Regardless of whether Armstrong says more about that, there’s no denying that life for the Andreus changed when they refused to go along.
“Frankie’s career was definitely cut short. His career was ruined early,” Betsy Andreu said. “You have riders out there whose careers never happened” because of Armstrong.
And some whose careers were cut short.
Filippo Simeoni was a talented, young rider who dared admit to doping and told authorities he received his instructions from physician Michele Ferrari, who also advised Armstrong during his career. After that 2002 testimony, Armstrong branded Simeoni a liar. He went so far as to humiliate Simeoni at the 2004 Tour de France, when he chased down the Italian rider during a breakaway and more or less ordered him to fall back in line. Later in the race, and with a TV camera in his face, Armstrong put his finger to his lips in a “silence” gesture. After the stage, he said he was simply protecting the interests of the peloton.

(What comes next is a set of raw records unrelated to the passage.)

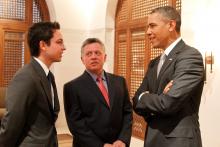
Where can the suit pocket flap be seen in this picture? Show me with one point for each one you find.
(181, 132)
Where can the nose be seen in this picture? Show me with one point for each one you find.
(63, 47)
(148, 31)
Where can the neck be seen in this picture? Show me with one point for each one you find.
(46, 62)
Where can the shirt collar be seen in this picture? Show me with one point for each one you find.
(172, 45)
(94, 76)
(46, 70)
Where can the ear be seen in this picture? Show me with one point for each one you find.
(105, 57)
(172, 25)
(82, 60)
(42, 45)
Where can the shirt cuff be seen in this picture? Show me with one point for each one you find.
(139, 98)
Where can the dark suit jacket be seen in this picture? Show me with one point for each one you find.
(89, 118)
(29, 119)
(173, 117)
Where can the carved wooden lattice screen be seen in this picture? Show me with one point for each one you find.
(15, 18)
(132, 50)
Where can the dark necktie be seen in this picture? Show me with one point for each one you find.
(50, 78)
(160, 64)
(103, 89)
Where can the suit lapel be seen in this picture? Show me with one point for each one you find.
(92, 86)
(44, 82)
(171, 57)
(111, 89)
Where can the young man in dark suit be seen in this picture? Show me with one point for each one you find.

Simeoni received a different message.
“When a rider like me brushed up against a cyclist of his caliber, his fame and his worth — when I clashed with the boss — all doors were closed to me,” Simeoni said. “I was humiliated, offended, and marginalized for the rest of my career. Only I know what that feels like. It’s difficult to explain.”
Anderson certainly can.
In a story he wrote for Outside Magazine last August, Anderson detailed a business relationship with Armstrong that began in 2002 with an email from Armstrong promising he would finance Anderson’s bike shop when their work together was done. Anderson, a bike mechanic working in Armstrong’s hometown of Austin, Texas, essentially became the cyclist’s personal assistant, his responsibilities growing as the years passed. One of his tasks was making advance trips to Armstrong’s apartment in Spain to prepare it for his arrival.